Piernik długodojrzewający – z orzechami i suszonymi śliwkami
Dziś przepis, który testowałam w zeszłym roku. To trochę taki piernik staropolski, ale w ciut innym wydaniu.
Piernik długodojrzewający, jak sama nazwa wskazuje, nabiera smaku wraz z każdym dniem leżakowania. Samo ciasto przygotowujemy na kilka tygodni przed świętami i odstawiamy w chłodne miejsce (u mnie w piwnicy). Tydzień przed świętami pieczemy w keksówce dwa pierniki, by w Święta cieszyć się idealnym piernikowym smakiem. Im dłużej taki piernik „stoi”, tym staje się coraz bardziej miękki, wprost rozpływa się w ustach. Ja kupiłam już takie gotowe, posiekane orzechy laskowe i migdały, ale uważam, że lepiej będzie samemu pokroić na grube kawałki orzechy włoskie – będą bardziej wyczuwalne.
Ciasto zarobiłam 15.11. Piernik piekłam dokładnie tydzień przed Wigilią.
- 250 g miodu (prawdziwego)
- 1/2 szkl. cukru
- 130 g masła
- 500 mąki pszennej
- 2 jajka
- 1 płaska łyżeczka sody
- 125 ml zimnego mleka
- 1/2 łyżeczki soli
- 2-3 łyżki przyprawy do piernika
- 1 łyżka ciemnego kakao
- 1 łyżka powideł śliwkowych
- posiekane orzechy i suszone śliwki kalifornijskie (2 garście orzechów oraz około 8 śliwek)
W rondelku umieszczamy masło, cukier oraz miód. Podgrzewamy do rozpuszczenia się składników. Zdejmujemy z palnika tuż przed momentem wrzenia.
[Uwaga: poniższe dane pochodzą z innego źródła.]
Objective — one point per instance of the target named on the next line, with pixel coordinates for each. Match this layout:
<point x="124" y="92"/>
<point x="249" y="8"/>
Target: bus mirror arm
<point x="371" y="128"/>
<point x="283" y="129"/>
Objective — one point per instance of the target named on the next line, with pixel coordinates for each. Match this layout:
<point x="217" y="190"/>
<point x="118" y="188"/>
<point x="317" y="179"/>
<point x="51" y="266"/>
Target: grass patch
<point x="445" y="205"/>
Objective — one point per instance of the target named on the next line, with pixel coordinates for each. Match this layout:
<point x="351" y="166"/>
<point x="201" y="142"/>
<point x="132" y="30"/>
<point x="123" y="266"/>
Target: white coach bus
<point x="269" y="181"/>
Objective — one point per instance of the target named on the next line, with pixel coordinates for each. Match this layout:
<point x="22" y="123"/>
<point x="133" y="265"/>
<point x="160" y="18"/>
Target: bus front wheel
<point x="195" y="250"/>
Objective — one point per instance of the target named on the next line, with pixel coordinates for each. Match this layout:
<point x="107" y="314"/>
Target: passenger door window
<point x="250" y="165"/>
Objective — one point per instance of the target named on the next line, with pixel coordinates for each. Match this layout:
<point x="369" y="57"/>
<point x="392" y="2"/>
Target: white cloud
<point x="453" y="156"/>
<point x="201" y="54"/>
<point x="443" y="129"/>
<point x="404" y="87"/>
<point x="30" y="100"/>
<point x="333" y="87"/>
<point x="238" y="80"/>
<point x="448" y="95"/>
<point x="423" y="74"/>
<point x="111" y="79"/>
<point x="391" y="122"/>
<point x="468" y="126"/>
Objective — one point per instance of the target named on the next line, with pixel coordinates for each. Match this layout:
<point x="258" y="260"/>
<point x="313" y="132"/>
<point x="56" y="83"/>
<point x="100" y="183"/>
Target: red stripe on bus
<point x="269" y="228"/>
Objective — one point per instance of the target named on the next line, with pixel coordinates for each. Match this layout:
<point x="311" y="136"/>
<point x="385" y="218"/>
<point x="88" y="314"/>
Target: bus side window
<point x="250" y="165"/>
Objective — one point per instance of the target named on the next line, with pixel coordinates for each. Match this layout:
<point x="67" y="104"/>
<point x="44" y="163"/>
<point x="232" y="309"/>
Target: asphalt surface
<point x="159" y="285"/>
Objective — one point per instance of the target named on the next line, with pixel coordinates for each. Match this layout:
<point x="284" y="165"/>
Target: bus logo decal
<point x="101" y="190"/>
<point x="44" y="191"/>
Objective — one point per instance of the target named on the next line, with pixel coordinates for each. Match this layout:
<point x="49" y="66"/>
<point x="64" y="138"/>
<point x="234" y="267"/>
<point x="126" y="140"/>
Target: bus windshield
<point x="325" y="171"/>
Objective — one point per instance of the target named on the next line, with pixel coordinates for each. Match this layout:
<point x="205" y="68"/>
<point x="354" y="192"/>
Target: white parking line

Odstawiamy do przestudzenia.
Sodę oczyszczoną mieszamy z zimnym mlekiem.
Mąkę przesiewamy z przyprawą do piernika oraz solą.
Do dużej miski przelewamy mieszankę miodu, cukru i masła. Wsypujemy składniki sypkie, Dodajemy mleko z sodą oraz jajka, wszystko mieszamy. Gotową masę odstawiamy do kamionkowego naczynia, przykrywamy ściereczką i odstawiamy w chłodne miejsce (np do piwnicy) na 3-4 tygodnie.
Po tym czasie (najlepiej na tydzień przed planowanym podaniem) do ciasta dodajemy powidła (nie więcej niż podano w składnikach), posiekane suszone śliwki oraz posiekane orzechy, mieszamy.
Masę dzielimy na dwie części. Przekładamy do wyłożonej papierem do pieczenia formy (u mnie 2 keksówki; ciasto powinno wypełnić formę mniej więcej do połowy – może być ciut więcej) i wstawiamy do piekarnika nagrzanego do 170 stopni na około 50 minut (LUB do suchego patyczka).
Upieczony piernik owijamy ściereczką lub papierem do pieczenia i odstawiamy na tydzień w chłodne miejsce (ja mam w domu nieogrzewaną spiżarkę). Podajemy bez dodatków lub posypujemy cukrem pudrem lub dekorujemy polewą.